Secondo la FU XII Ed., nel loro capitolo dedicato, queste sono delle forme farmaceutiche confezionate in
contenitori pressurizzati tenuti sottopressione da un gas. Essi possono contenere uno o + p.a.

Il tipo di preparazione rilasciata da questi contenitori può essere classificata in aerosol e schiuma.

Comunemente l’ aerosol è riferito alle preparazioni per inalazioni, ma nella FU questo termine è definito
come la dispersione di particelle solide o liquide (di dimensioni appropriate alla via di somministrazione) in
un gas.

Le formulazioni rilasciate da contenitori pressurizzati possono essere oltre che aerosol, delle schiume,
intendendo per esse un gas disperso in un liquido.

Questi tipi di sistemi vengono ampiamente utilizzati perché molto facili da applicare, per cui vengono
ampiamente utilizzati per l’applicazione cutanea di principi attivi, ma anche mucosale (nasale inalatoria e
auricolare). Le forme farmaceutiche pressurizzate sono generalmente molto accettate dal paziente perché
facili da tenere sempre con se (come il sistema pressurizzato per situazioni di emergenza per gli asmatici).
Sono preparazioni che rimangono stabili nel tempo perché sono protetti dall’aria e dall’ ossigeno. Non si ha
in nessun modo ingresso di aria e contaminanti microbiologici, essendo essi dei sistemi saldati, privi di
possibilità di contaminazione dall’ esterno. I contenitori pressurizzati sono spesso forniti di una valvola
dosatrice per cui si ha una uniformità e correttezza nel dosaggio finchè si mantiene costante il quantitativo
di gas all’ interno.

E’ molto utilizzato per la veicolazione di principi attivi da applicare sulla cute perché permette di applicare il
medicinale senza dover manipolare la preparazione.
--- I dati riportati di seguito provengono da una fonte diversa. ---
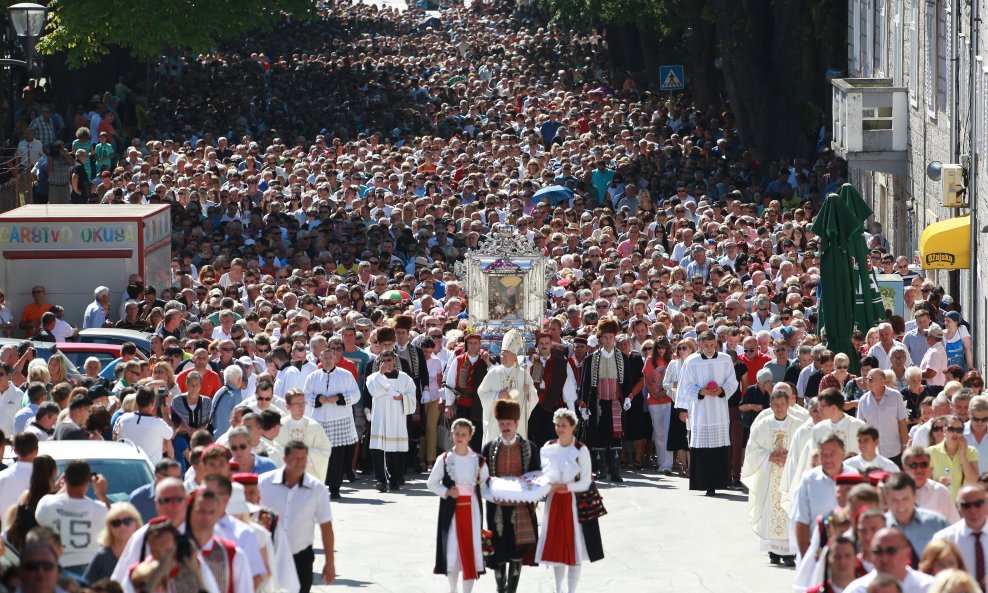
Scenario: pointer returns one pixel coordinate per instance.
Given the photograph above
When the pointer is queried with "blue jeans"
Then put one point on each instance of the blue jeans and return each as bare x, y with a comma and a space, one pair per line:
660, 414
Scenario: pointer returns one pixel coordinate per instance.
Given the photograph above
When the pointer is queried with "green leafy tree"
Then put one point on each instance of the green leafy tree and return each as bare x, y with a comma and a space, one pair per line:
146, 28
773, 56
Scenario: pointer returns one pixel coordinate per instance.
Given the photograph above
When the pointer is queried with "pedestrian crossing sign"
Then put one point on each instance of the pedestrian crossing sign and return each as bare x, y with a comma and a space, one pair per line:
671, 78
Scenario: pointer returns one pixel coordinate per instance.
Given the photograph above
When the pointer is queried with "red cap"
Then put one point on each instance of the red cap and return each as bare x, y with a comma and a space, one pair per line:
244, 478
849, 478
876, 477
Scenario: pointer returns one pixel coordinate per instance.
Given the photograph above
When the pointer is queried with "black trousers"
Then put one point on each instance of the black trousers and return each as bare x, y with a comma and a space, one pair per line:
303, 567
477, 441
337, 463
388, 467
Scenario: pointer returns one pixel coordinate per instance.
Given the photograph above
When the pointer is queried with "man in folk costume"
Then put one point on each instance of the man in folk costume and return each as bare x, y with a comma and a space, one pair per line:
330, 394
555, 382
463, 377
514, 527
507, 381
413, 364
226, 561
705, 381
605, 387
393, 393
764, 460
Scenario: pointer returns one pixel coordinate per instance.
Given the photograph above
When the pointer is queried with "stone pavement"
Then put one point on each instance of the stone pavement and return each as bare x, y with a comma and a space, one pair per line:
658, 537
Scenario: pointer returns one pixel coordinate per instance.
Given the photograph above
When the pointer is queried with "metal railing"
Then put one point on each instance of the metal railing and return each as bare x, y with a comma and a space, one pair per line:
15, 184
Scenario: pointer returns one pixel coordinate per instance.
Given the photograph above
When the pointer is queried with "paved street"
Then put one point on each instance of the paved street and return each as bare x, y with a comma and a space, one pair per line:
658, 536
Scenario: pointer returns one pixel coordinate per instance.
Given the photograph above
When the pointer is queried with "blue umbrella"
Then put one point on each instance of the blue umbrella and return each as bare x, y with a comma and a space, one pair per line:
554, 194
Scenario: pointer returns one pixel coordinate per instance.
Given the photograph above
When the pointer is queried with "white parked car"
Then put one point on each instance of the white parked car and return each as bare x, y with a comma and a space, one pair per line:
125, 467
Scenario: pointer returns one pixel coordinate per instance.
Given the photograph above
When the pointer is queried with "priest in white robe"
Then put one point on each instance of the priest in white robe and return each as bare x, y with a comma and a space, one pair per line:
296, 426
508, 380
795, 468
706, 380
393, 399
764, 460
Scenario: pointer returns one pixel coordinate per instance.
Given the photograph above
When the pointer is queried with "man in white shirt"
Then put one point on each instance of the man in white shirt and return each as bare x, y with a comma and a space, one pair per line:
817, 492
930, 494
976, 429
884, 408
882, 351
28, 150
869, 457
15, 480
10, 400
968, 533
891, 553
935, 358
142, 427
77, 519
300, 500
299, 427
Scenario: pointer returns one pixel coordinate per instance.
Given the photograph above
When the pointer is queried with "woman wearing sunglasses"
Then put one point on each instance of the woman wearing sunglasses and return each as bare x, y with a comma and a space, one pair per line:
954, 462
122, 520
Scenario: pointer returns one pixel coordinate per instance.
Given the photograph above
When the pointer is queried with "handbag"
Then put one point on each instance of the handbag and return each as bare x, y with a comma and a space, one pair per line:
590, 504
444, 438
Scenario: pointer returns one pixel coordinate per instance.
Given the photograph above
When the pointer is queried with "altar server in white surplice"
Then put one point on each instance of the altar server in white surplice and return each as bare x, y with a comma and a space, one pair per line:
393, 395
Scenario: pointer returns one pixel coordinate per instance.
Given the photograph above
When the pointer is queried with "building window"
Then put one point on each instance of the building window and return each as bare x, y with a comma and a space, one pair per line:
914, 53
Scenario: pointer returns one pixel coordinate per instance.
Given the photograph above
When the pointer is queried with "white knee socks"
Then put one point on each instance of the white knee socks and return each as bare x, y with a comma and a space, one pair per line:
573, 578
572, 575
453, 577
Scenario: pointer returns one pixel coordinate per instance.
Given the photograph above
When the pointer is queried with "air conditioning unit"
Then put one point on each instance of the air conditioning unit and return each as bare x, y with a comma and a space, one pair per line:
954, 192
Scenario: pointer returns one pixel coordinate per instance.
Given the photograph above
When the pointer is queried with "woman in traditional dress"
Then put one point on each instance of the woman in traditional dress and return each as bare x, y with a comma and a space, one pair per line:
564, 541
459, 477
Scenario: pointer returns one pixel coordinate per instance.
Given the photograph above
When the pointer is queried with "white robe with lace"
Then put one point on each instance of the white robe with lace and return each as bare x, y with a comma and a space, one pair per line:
762, 477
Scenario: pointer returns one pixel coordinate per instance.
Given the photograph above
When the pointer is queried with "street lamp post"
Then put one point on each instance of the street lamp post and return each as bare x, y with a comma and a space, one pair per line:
28, 20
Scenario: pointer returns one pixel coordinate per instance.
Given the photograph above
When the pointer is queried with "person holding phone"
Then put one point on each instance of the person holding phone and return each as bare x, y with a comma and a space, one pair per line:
143, 427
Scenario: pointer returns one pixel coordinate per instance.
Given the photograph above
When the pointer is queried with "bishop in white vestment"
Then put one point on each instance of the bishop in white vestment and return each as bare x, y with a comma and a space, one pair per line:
508, 380
764, 460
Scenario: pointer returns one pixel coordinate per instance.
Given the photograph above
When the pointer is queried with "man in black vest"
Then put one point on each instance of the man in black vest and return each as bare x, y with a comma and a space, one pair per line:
605, 389
514, 528
463, 376
556, 386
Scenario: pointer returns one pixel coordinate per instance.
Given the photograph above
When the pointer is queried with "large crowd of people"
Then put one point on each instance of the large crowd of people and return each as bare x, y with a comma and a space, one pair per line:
324, 178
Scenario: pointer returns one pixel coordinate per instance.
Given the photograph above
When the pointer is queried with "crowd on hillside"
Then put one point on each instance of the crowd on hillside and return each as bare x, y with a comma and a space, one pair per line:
323, 179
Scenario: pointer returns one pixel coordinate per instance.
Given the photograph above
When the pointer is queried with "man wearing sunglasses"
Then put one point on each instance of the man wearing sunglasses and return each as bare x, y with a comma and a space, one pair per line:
967, 534
892, 553
930, 494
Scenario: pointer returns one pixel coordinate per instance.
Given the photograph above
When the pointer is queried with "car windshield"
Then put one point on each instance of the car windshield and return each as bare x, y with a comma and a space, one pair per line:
79, 358
123, 475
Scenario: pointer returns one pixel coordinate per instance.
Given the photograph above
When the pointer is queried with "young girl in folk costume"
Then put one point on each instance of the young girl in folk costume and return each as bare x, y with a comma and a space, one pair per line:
564, 542
459, 477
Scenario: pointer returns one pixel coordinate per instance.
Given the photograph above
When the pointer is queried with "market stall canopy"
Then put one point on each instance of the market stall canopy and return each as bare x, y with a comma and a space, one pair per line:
946, 245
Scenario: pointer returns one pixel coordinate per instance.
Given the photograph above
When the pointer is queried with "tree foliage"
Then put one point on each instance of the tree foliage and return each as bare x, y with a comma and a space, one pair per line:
86, 30
773, 56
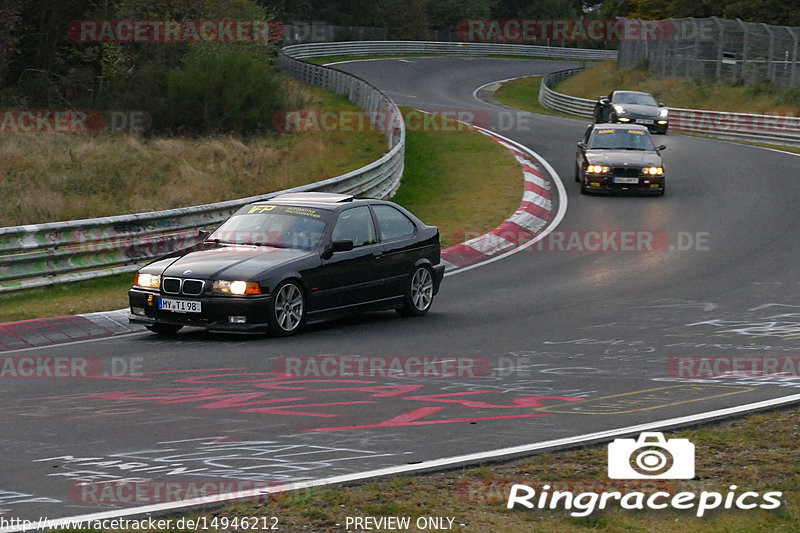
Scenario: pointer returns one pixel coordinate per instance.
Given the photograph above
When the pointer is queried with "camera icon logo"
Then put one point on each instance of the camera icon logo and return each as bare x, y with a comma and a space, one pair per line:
651, 457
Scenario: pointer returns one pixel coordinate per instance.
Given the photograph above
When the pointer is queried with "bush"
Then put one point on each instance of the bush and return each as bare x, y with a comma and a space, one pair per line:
220, 89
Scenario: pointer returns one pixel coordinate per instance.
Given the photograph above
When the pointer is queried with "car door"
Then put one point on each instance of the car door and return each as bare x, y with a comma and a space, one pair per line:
580, 155
399, 248
351, 277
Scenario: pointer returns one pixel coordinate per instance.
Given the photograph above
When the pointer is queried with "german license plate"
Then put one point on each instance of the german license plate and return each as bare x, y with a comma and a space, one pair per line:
179, 306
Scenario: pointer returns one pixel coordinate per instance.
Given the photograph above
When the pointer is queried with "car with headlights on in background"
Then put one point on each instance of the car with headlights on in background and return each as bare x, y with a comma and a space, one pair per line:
619, 158
632, 107
297, 258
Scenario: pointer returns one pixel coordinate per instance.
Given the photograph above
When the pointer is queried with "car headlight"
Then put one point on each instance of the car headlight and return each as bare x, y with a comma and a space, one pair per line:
597, 169
238, 288
148, 281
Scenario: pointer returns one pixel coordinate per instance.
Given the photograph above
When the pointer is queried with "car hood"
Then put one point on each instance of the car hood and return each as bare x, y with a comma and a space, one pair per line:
641, 110
617, 158
233, 261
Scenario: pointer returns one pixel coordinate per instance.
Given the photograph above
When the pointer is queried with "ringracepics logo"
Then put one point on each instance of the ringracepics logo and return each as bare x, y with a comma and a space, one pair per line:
650, 457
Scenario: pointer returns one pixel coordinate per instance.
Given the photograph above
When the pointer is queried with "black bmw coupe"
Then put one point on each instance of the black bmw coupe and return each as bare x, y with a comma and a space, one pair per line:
619, 158
296, 258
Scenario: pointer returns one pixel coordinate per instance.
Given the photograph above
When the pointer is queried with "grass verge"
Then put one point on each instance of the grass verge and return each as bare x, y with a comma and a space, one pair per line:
448, 167
524, 94
52, 177
605, 77
458, 179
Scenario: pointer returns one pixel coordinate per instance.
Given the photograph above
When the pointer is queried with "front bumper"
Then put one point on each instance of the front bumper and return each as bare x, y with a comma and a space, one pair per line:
214, 315
657, 124
606, 184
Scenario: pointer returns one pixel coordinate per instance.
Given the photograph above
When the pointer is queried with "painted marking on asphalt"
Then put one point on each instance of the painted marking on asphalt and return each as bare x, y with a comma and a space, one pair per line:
588, 438
646, 400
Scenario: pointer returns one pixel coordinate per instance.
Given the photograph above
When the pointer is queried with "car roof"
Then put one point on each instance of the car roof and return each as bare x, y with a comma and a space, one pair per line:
317, 200
632, 92
619, 126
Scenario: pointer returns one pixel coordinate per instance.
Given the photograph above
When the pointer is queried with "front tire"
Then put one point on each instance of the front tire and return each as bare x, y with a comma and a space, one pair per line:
419, 293
287, 309
164, 329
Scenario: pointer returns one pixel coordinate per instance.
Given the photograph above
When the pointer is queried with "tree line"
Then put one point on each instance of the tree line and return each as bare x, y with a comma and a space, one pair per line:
199, 87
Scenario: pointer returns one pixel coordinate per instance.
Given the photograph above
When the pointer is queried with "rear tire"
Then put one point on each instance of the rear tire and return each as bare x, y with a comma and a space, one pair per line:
419, 293
287, 309
164, 329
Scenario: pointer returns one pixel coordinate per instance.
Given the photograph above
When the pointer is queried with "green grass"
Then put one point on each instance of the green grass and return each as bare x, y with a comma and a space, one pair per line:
53, 177
460, 180
101, 294
523, 94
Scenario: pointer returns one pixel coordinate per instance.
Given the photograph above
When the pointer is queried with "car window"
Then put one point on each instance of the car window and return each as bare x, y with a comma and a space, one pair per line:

Infatti viene utilizzato per la disinfezione di ferite o per
il trattamento di ustioni; infatti si può applicare la sorvolazione sulla cute ustionata senza dare dolorabilità
mentre si usa una preparazione semisolida per applicazione cutanea.

Si possono porre all’interno del contenitore pressurizzato delle formulazioni sterili e la sterilità viene
mantenuta per tutto il periodo di utilizzo del preparato. L’ evaporazione del gas propellente da
generalmente un effetto rinfrescante sulla cute e le mucose, e anche questo è un effetto molto apprezzato
dal paziente (soprattutto per un irritazione cutanea o una ustione).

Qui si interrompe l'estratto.